Moral Relapse

The period of economic prosperity under Uzziah's reign had brought much wealth and luxury into the country, and the higher standards of living were accompanied by a degeneration of the moral standards of the people. If the people could not satisfy their wants legally, they resorted to illegal methods; usury and oppression of the poor were spreading all over the country. This moral depravity was coupled with a general laxity of religious practices and a turning to various forms of idolatry.

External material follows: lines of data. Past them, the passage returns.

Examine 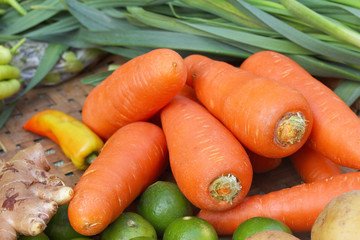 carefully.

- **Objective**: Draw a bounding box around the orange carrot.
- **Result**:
[240,51,360,169]
[246,149,282,173]
[179,84,199,102]
[82,49,187,139]
[290,144,342,183]
[68,122,168,236]
[161,95,252,211]
[197,172,360,235]
[185,55,312,158]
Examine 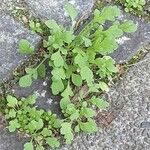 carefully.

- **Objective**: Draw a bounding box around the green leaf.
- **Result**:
[8,109,16,118]
[52,67,66,80]
[8,119,20,132]
[37,64,46,78]
[45,20,60,32]
[60,122,74,144]
[61,82,74,98]
[66,103,76,115]
[71,74,82,86]
[19,39,34,54]
[79,119,98,133]
[99,82,109,92]
[51,80,64,95]
[81,66,93,84]
[63,31,75,44]
[46,137,60,148]
[19,75,32,87]
[82,36,92,47]
[41,128,52,137]
[51,51,65,67]
[6,95,18,107]
[90,97,109,109]
[60,122,72,135]
[60,97,71,110]
[80,107,95,118]
[65,3,78,21]
[24,142,34,150]
[36,145,44,150]
[119,20,137,33]
[74,53,88,68]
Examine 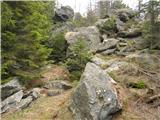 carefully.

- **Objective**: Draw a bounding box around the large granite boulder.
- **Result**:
[1,78,22,100]
[116,9,135,23]
[70,63,122,120]
[53,6,74,22]
[65,26,101,51]
[44,80,72,90]
[117,28,142,38]
[97,38,119,52]
[15,96,33,110]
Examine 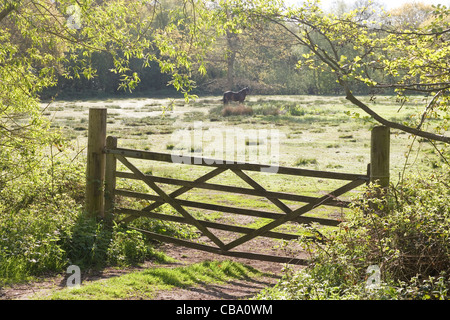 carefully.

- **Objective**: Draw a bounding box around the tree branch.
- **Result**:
[338,79,450,144]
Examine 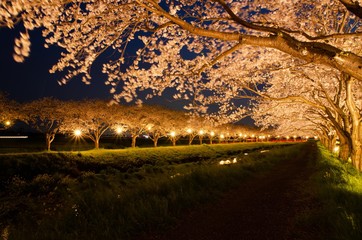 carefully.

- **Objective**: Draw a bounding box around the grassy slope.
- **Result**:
[309,143,362,240]
[0,144,294,239]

Uzziah had not done much about these unhealthy conditions because he had been involved in warfare or other affairs of state. He had left most of the domestic matters in the hands of his nobles, many of whom were unfit for their offices. In the years following his forced abdication and isolation, the clique of the rich and of the nobility had had full power to do as they pleased. Jotham, Uzziah's son to whom the government was handed over, was only a youngster. Being of a very modest character, he officially recognized his father's reign during his lifetime and acted only as his representative.

Jotham's Loyalty to G‑d

After Uzziah's death, Jotham was crowned king of Judea. Very cautiously and slowly he went about assuming full powers. During the first few years he concentrated all his efforts upon strengthening the political and military position of his land, which had suffered so much during the period when the throne of Judea stood vacant. He subdued all those neighbors who had thrown off the supremacy of Judea and recaptured the provinces that had been lost. He built new forts and strengthened the defenses of the city of Jerusalem. He also did a great amount of building for civilian purposes. Much of his attention was directed towards the renovation and beautification of the Holy Temple. However, he avoided going there too often, because of the misfortune that had befallen his much adored father there. In general he was very similar to Uzziah. But he was even more pious and observed and studied the laws of the Torah. Perhaps the best testament of his moral and religious strength is the fact that nowhere is there any record of his having committed even a single sin. Such a testament is a rarity even among the pious kings of Judea.